Newark: Printed by Matthias Day, 1800.
A FIRST IN WOMEN'S AND BLACK SUFFRAGE. Title, 1-(456); i-(xxii); (1)-46. Errata sheet bound in. 1 vols. 8vo (signed in fours). Full contemporary sheepskin, border of blind-stamped dots on covers. Owners' signatures (one contemporary) and stamps. Some wear to joints and hinges, generally browned, dampstaining to preliminaries at gutter, else a very good, sturdy copy Evans 38263 (not noting Paterson's editorship); Felcone I 169; Felcone, Printing in New Jersey 1111. Item #34359
Notable on page 231, paragraph XI, is a reiteration of legislation originally set fourth in the New Jersey Constitution, in 1776, reading in part: “And be it enacted, That all free inhabitants of this state, of full age, who are worth fifty pounds proclamation money, and have resided within the county in which they claim a vote for twelve months immediately preceding the election, shall be entitled to vote for all public officers…”

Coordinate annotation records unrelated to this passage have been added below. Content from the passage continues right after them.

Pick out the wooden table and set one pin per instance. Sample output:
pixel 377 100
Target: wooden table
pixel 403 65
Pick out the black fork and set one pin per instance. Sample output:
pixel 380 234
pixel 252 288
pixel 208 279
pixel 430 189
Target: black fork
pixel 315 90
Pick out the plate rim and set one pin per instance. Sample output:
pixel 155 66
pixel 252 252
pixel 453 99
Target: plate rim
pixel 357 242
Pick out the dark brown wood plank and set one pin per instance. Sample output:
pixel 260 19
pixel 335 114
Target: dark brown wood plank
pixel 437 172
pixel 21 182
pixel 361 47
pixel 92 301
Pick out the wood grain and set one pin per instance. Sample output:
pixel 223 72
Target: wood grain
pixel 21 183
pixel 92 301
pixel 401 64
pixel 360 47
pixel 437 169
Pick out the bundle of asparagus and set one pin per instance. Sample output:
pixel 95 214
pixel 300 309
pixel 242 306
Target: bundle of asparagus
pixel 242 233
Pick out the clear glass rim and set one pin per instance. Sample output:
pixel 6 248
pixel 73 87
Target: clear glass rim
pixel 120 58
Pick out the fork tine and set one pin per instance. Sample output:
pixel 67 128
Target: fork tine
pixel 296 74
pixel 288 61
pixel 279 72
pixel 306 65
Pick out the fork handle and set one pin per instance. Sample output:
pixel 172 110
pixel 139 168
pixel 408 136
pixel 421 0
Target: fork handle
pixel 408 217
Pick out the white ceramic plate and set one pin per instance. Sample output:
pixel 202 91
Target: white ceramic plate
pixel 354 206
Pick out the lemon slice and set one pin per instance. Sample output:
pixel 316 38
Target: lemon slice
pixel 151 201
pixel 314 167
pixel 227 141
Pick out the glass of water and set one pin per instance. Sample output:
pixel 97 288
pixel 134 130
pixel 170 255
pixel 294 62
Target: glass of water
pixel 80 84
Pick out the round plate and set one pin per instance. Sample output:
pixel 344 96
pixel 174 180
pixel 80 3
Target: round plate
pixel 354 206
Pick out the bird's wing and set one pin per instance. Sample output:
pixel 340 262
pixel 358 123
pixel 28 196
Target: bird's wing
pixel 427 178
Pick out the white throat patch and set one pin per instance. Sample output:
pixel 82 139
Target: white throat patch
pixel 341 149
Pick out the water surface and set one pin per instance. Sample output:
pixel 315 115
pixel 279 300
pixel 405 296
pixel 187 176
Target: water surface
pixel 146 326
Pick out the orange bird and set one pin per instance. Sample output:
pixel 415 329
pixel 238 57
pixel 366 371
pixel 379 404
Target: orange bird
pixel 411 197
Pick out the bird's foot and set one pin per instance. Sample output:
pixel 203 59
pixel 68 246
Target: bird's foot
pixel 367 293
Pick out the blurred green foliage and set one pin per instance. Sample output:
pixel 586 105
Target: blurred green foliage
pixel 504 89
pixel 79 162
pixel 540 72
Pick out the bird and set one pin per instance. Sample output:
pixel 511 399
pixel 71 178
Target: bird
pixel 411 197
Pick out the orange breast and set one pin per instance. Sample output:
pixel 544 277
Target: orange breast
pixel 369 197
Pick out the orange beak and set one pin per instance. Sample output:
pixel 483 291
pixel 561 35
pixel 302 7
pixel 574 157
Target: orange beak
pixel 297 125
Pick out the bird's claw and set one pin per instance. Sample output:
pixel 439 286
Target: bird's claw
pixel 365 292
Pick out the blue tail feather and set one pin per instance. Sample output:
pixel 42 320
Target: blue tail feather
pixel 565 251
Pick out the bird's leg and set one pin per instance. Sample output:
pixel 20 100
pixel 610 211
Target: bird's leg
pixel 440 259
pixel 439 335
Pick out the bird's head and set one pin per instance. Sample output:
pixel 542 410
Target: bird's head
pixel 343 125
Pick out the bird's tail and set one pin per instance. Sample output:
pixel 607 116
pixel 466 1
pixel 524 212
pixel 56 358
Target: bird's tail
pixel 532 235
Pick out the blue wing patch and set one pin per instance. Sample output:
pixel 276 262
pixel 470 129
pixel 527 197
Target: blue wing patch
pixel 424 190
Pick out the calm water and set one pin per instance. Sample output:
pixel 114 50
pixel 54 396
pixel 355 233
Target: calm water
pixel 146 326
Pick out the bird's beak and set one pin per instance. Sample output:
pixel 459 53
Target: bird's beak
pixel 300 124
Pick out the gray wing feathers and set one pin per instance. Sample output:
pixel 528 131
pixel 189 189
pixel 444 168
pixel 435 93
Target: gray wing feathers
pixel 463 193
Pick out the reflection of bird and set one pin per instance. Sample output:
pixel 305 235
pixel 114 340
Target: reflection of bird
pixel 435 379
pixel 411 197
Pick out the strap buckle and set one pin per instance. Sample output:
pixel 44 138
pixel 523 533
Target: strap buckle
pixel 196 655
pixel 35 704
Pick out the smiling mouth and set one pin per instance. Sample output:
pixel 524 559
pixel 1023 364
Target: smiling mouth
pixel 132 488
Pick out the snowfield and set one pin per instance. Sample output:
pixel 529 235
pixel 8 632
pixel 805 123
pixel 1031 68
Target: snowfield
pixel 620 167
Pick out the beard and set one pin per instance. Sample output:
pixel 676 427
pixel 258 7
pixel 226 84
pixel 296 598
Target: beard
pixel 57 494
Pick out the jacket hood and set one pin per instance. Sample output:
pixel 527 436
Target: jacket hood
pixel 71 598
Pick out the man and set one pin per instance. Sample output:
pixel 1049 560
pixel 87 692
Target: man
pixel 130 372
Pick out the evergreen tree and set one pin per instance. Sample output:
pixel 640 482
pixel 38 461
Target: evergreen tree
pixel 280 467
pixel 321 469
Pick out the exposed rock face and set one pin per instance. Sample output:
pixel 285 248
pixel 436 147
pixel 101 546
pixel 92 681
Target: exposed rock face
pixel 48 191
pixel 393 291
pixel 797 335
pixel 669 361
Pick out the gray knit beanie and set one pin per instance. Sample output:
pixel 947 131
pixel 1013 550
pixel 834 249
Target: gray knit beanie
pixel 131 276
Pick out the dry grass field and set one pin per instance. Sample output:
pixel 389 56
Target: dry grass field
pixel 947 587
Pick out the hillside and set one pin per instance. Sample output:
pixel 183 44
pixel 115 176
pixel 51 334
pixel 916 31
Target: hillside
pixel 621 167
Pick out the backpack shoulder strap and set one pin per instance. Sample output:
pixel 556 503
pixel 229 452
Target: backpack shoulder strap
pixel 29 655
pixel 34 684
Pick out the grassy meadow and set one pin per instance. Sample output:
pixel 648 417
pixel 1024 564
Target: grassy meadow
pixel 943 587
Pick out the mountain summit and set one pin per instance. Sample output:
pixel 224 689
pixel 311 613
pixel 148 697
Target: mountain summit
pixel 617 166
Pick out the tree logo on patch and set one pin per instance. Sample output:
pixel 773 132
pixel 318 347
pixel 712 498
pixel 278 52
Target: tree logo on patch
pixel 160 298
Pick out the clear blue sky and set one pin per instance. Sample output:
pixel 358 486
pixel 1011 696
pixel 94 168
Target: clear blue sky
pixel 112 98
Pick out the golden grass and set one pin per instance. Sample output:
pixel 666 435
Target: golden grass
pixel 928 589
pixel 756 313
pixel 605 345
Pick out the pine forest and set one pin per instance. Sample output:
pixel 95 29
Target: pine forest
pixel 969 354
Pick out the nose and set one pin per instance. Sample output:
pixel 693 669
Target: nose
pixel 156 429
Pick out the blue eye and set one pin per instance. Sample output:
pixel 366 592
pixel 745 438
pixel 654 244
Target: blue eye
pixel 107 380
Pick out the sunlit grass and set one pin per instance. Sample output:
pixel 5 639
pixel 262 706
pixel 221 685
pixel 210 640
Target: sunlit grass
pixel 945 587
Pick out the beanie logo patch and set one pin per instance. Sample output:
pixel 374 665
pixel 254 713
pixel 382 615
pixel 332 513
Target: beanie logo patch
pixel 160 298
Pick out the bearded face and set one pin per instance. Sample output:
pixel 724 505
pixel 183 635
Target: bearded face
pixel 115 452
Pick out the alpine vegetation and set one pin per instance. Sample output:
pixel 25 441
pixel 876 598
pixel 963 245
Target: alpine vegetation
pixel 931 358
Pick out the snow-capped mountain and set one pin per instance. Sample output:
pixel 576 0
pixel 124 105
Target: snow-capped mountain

Once dismissed as a possible oversight or sloppy wording on the part of its framers, historians now believe that the phrase “all free inhabitants” intentionally extended the right to vote, not only to women, but to free blacks, as well as aliens. In addition, the act does include a property requirement, only that the person be worth “fifty pounds proclamation money,” which included cash. This short-lived legislation, which was rescinded in 1807, makes New Jersey the first state to extend the right to vote citizens regardless of race or gender.